|
I was expecting an ML-driven framework where you write the HTML you want to scrape, and the framework diffs the trees and attempts to extract the information from the target tree as best it can to match your input tree. That's what pops into mind when I think of "declarative" scraping. LET google = DOCUMENT("https://www.google.com/", true)
INPUT(google, 'input[name="q"]', "ferret")

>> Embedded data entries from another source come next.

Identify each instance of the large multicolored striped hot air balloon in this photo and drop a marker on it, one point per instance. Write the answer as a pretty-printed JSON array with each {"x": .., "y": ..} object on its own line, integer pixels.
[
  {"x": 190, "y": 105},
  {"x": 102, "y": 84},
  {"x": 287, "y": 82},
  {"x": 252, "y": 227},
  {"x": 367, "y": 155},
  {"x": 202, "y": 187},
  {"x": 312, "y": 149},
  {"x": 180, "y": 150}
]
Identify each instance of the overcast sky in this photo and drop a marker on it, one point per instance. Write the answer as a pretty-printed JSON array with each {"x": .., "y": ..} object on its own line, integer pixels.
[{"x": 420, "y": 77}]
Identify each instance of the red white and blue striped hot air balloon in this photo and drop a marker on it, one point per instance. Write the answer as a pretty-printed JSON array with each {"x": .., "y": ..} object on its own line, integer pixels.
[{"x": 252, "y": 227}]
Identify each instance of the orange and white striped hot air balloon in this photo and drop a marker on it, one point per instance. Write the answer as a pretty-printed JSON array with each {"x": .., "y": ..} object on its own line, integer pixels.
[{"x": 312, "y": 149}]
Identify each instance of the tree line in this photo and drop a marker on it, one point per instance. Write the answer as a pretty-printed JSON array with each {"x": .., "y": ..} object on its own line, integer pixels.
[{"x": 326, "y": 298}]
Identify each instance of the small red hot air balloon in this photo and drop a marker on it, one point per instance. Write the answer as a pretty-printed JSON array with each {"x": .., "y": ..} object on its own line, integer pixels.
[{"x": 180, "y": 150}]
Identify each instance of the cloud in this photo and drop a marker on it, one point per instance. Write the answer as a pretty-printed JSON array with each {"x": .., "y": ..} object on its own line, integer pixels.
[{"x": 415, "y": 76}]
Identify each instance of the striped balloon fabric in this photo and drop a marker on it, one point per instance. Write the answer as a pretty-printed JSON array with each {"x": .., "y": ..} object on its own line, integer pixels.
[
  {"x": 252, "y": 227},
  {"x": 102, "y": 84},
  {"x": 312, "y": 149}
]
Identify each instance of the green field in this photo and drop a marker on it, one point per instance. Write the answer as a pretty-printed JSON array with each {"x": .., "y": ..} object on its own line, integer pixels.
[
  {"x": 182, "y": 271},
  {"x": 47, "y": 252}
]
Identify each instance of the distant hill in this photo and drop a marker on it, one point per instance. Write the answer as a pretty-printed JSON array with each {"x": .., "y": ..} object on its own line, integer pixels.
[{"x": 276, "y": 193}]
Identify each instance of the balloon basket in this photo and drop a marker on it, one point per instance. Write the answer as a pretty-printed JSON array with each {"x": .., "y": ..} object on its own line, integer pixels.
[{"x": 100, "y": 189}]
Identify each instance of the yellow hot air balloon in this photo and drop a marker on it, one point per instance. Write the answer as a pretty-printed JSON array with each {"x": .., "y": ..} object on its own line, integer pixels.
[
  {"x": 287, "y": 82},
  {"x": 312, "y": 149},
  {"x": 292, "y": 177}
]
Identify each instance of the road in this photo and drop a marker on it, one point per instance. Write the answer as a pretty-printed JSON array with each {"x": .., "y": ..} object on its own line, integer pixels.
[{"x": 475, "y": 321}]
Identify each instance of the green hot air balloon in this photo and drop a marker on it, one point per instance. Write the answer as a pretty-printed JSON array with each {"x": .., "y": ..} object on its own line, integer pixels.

CLICK(google, 'input[name="btnK"]')
WAIT_NAVIGATION(google)
LET result = (
FOR result IN ELEMENTS(google, '.g')
RETURN {
title: ELEMENT(result, 'h3 > a'),
description: ELEMENT(result, '.st'),
url: ELEMENT(result, 'cite')
}
)
RETURN (
FOR page IN result
FILTER page.title != NONE
RETURN page
)
Looks an awful lot like: const { document, input, elements, waitNavigation } = require("your-library")
const scrape = () => {
let google = document("...", true)
input(google, "...", "...")
click(google, "...")
waitNavigation(google)
return elements(google, ".g")
.map(r => {...})
.filter(p => {..})
}
scrape();
Am I missing something here? I don't see anything declarative about the the first one over the second; both of these look identical and rather imperative to me. Is "declarative" becoming a buzzword (thanks to React, maybe?), or am I missing something? |